Surgutneftgaz has invested about 50 billion rubles in Talakan fields in northwest Yakutia, where oil will be transported via a 40-km spur to the main ESPO pipeline. A similar spur will be laid from its Verkhnechonsk fields in northern lrkutsk.

The two sets of fields, which have total estimated reserves of 325 million tonnes, together will contribute about 10%/year to filling the first phase of the ESPO line, which will have an initial annual capacity of 30 million tonnes.

Phase 1 of the ESPO pipeline, from Taishet in the Irkutsk region to Skovorodino in the Amur region, will begin operation in late 2008, when 15 million tonnes of oil will be delivered through a spur from Skovorodino to China and an additional 15 million tonnes by rail to Kozmino on the Pacific coast.

In Phase 2 of the ESPO, throughput capacity of the Taishet-Skovorodino pipeline will be boosted to 80 million tonnes and another pipeline, to carry 50 million tonnes, will be built from Skovorodino to Kozmino. Branches also will be built to refineries in Khabarovsk and Komsomolsk-on-Amur. Russia has long said that the beginning of Phase 2 depends on the results of exploration in eastern Siberia.

Meanwhile, Russia’s Fuel and Energy Ministry estimates that Phase 2 could be commissioned in 2015-17, and in September, state-run pipeline company OAO Transneft said it is ready to start designing Phase 2.

Transneft Chief Executive Officer Semyon Vainshtok told Russia’s President Vladimir Putin: “We are now waiting for a decision of the Cabinet to get down to the job. We are ready to start the work.” He said the company has laid more than 1,130 km of pipe, with work under way on all sections of the route in the Yakutia, Amur, and Irkutsk regions.

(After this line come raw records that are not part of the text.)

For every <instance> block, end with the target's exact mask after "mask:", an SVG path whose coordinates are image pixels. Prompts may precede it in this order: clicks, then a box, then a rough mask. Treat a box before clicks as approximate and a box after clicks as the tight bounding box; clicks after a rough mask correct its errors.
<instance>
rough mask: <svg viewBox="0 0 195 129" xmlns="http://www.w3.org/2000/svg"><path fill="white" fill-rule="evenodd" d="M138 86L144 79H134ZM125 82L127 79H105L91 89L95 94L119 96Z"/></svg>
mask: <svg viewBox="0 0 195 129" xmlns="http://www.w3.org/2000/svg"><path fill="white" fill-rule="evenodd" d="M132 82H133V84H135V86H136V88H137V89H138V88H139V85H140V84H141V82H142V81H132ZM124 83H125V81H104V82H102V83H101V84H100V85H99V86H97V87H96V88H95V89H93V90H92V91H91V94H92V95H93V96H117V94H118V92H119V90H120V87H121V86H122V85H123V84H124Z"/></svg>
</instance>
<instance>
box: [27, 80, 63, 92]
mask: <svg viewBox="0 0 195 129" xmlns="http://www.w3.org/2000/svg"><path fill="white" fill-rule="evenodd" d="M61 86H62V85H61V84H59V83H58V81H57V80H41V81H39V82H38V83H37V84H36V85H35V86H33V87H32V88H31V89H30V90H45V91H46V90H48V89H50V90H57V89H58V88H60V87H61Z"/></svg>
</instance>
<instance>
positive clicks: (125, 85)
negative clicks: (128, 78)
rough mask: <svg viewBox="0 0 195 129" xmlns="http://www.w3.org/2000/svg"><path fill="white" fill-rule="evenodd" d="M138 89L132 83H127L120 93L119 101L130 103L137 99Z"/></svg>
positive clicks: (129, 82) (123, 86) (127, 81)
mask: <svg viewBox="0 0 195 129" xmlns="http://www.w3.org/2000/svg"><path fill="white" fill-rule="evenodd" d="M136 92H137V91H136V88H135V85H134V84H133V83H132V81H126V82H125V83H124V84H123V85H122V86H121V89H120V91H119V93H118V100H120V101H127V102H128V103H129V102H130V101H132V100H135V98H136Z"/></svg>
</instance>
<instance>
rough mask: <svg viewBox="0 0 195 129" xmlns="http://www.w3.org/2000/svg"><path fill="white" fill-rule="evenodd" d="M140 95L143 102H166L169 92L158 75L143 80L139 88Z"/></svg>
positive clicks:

In August Russia’s minister of industry and energy said that Russian Railways should prepare design estimates on the construction of Khmilovskiy passing-track which will be necessary for oil to be transshipped to the Pacific coast before construction of the ESPO’s second phase.

Last month, Rosneft Deputy President Dmitry Bogdanchikov said Russia should restrict the volumes of oil it plans to transport to China via ESPO (OGJ Online, Sept. 18, 2007).